Actually, one real life scenario where I want to deviate from this is my current LVS setup.
NLB:
10.0.0.1
172.16.0.1
App Server 1:
172.16.0.2
10.0.0.2 (we'll see why we need this)
App Server 2:
172.16.0.3
10.0.0.3 (we'll see why we need this)
Users of NLB:
In 10.0.0.X network as well as other networks
Admins:
In 10.0.0.X network
I have my web servers / application servers behind the NLB and they are on a different network than the the rest of the network (an LVS requirement) - the 172 network. So all requests go through the NLB and back out through it (LVS-NAT setup). However, there are admin ports that I don't want to through the NLB and want the admins to be able to access on the machines (application servers) directly on a per machine basis (the admin should know what machine they are on). So I've added the applicatons servers to the normal network so that the admins can access them directly on their management ports (without going through the NLB). However, normal users can't access them directly (I have a firewall on the application servers blocking access to port 80 except from the NLB). Since I can't differentiate between a user request and an admin request from the network they are coming from, I've set it up so that they all go out through the NLB (as a gateway). I can't have the 10.0.0.X subnet route up because otherwise the LVS-NAT would be confused (I'd have to change to LVS-DR).
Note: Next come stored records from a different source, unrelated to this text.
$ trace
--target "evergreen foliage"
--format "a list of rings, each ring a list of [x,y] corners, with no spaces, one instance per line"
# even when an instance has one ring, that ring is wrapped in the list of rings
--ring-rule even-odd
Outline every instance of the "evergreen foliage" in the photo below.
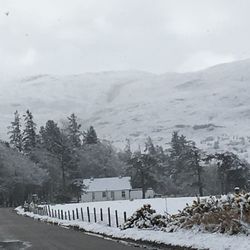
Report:
[[[69,140],[73,147],[79,148],[81,146],[81,124],[78,124],[77,117],[74,113],[68,117],[69,125],[67,128],[67,134],[69,137]]]
[[[18,111],[14,113],[14,121],[11,122],[11,126],[8,127],[9,129],[9,138],[10,138],[10,145],[17,149],[19,152],[22,152],[22,131],[21,131],[21,123],[20,123],[20,115]]]
[[[27,110],[24,115],[23,150],[30,153],[36,146],[36,124],[33,121],[32,113]]]
[[[97,134],[93,126],[90,126],[87,130],[84,141],[86,144],[96,144],[98,142]]]

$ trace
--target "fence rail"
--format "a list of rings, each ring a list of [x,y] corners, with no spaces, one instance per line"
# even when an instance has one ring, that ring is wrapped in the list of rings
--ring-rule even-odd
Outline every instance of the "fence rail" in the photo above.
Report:
[[[30,212],[50,218],[69,221],[85,221],[89,223],[101,223],[110,227],[119,227],[127,221],[127,214],[123,212],[123,217],[118,216],[118,211],[111,213],[110,208],[102,208],[97,211],[96,208],[90,210],[89,207],[78,207],[75,209],[54,209],[50,205],[29,209]]]

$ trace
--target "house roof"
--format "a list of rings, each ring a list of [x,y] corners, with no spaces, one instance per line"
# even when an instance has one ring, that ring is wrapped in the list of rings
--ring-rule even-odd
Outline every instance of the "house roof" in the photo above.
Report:
[[[116,191],[132,189],[130,177],[110,177],[84,179],[83,184],[87,187],[85,191]]]

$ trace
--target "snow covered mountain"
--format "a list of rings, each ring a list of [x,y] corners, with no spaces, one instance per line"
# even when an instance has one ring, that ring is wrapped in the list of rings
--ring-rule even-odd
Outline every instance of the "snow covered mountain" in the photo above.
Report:
[[[124,71],[2,80],[1,138],[14,111],[28,108],[38,125],[75,112],[84,128],[92,124],[118,147],[126,138],[142,144],[147,136],[164,145],[179,130],[204,148],[236,148],[247,157],[250,60],[184,74]]]

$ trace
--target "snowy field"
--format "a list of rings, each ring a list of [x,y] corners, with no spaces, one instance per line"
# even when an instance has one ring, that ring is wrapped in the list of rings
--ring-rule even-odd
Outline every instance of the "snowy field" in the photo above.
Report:
[[[138,200],[119,200],[119,201],[99,201],[99,202],[86,202],[86,203],[72,203],[72,204],[57,204],[50,206],[53,211],[63,210],[68,215],[68,212],[72,216],[73,210],[76,208],[79,211],[83,211],[83,216],[87,220],[87,207],[89,207],[91,221],[94,221],[94,208],[96,210],[97,221],[100,222],[100,209],[103,211],[103,224],[108,223],[108,208],[110,208],[111,223],[115,226],[115,210],[117,210],[119,225],[124,222],[124,212],[126,212],[127,217],[131,216],[137,209],[141,208],[144,204],[151,204],[152,208],[156,210],[156,213],[164,214],[174,214],[178,210],[182,210],[186,203],[192,204],[195,198],[192,197],[180,197],[180,198],[154,198],[154,199],[138,199]],[[81,217],[79,215],[79,217]]]
[[[147,203],[152,204],[157,212],[165,211],[164,199],[150,199]],[[178,208],[185,205],[186,201],[192,201],[192,198],[171,198],[167,200],[168,209],[170,212],[175,212]],[[134,208],[140,207],[145,203],[145,200],[129,201],[115,201],[115,202],[95,202],[86,204],[67,204],[56,205],[54,209],[74,209],[80,206],[88,205],[91,208],[104,208],[104,205],[112,210],[120,208],[132,213]],[[126,207],[125,207],[126,205]],[[218,233],[202,233],[195,230],[179,230],[173,233],[167,233],[154,230],[140,230],[136,228],[120,230],[116,227],[109,227],[101,223],[88,223],[86,221],[75,220],[60,220],[58,218],[50,218],[48,216],[41,216],[30,212],[24,212],[21,207],[18,207],[17,213],[26,215],[34,219],[39,219],[45,222],[57,223],[60,226],[68,227],[75,226],[87,232],[101,234],[103,236],[114,237],[119,239],[132,239],[135,241],[147,241],[152,243],[164,243],[173,246],[193,247],[196,249],[210,249],[210,250],[248,250],[250,249],[250,237],[246,235],[229,236]]]

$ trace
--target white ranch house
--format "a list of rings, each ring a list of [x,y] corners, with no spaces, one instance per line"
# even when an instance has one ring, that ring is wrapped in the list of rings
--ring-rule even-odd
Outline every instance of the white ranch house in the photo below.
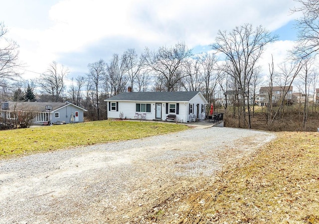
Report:
[[[170,114],[184,123],[204,119],[208,104],[199,91],[128,92],[104,101],[109,119],[165,120]]]

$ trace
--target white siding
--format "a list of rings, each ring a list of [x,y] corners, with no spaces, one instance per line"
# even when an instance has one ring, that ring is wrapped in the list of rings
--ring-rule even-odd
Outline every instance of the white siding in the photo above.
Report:
[[[120,113],[123,113],[123,118],[127,119],[134,119],[136,110],[136,103],[150,103],[151,112],[137,112],[140,114],[146,113],[146,120],[155,119],[155,103],[150,102],[130,102],[120,101],[118,102],[119,111],[109,110],[109,103],[108,102],[108,118],[120,118]]]
[[[112,101],[111,103],[114,103],[115,101]],[[205,117],[205,111],[201,113],[201,105],[203,104],[205,107],[205,101],[199,94],[195,96],[189,102],[146,102],[146,101],[119,101],[118,102],[118,111],[116,111],[116,107],[115,110],[109,110],[109,102],[107,102],[108,109],[108,118],[110,119],[120,118],[120,114],[122,112],[123,114],[123,118],[134,119],[136,110],[136,103],[151,103],[151,112],[146,112],[146,120],[152,120],[155,119],[156,103],[161,103],[161,119],[164,120],[166,117],[169,114],[175,114],[176,119],[179,122],[187,122],[191,120],[188,114],[189,103],[194,104],[193,114],[196,115],[196,105],[199,104],[199,115],[197,118],[201,119]],[[169,104],[179,104],[179,114],[176,114],[176,107],[175,106],[175,113],[169,113],[169,108],[167,110],[167,113],[166,112],[166,103],[168,103],[168,107]],[[111,104],[112,105],[112,104]],[[205,110],[205,109],[204,109]],[[145,112],[138,112],[139,113],[143,113]],[[203,114],[203,115],[202,115]]]
[[[191,113],[191,114],[189,114],[188,113],[188,108],[189,108],[189,104],[193,104],[193,111],[192,111],[192,113]],[[198,116],[197,116],[197,104],[198,106]],[[203,112],[201,112],[201,105],[202,104],[204,105],[204,111],[203,111]],[[201,98],[201,97],[199,95],[197,94],[196,96],[195,96],[192,99],[191,99],[189,101],[189,104],[187,105],[187,111],[186,112],[187,113],[187,121],[190,121],[191,119],[190,118],[190,115],[195,115],[197,119],[199,119],[199,120],[202,120],[205,118],[205,110],[206,110],[206,105],[205,105],[205,102],[203,100],[203,99]]]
that just looks like a nasty mess to me... i guess i would look at having a physically seperate admin network for them to sit on and keep normal users as far from that as possible.
only alternative could be some form of source nat on the network, to make the management clients appear to be coming from elsewhere in the first place, possibly by the client itself. fairly simple for a linux box to do, not sure about the windows side.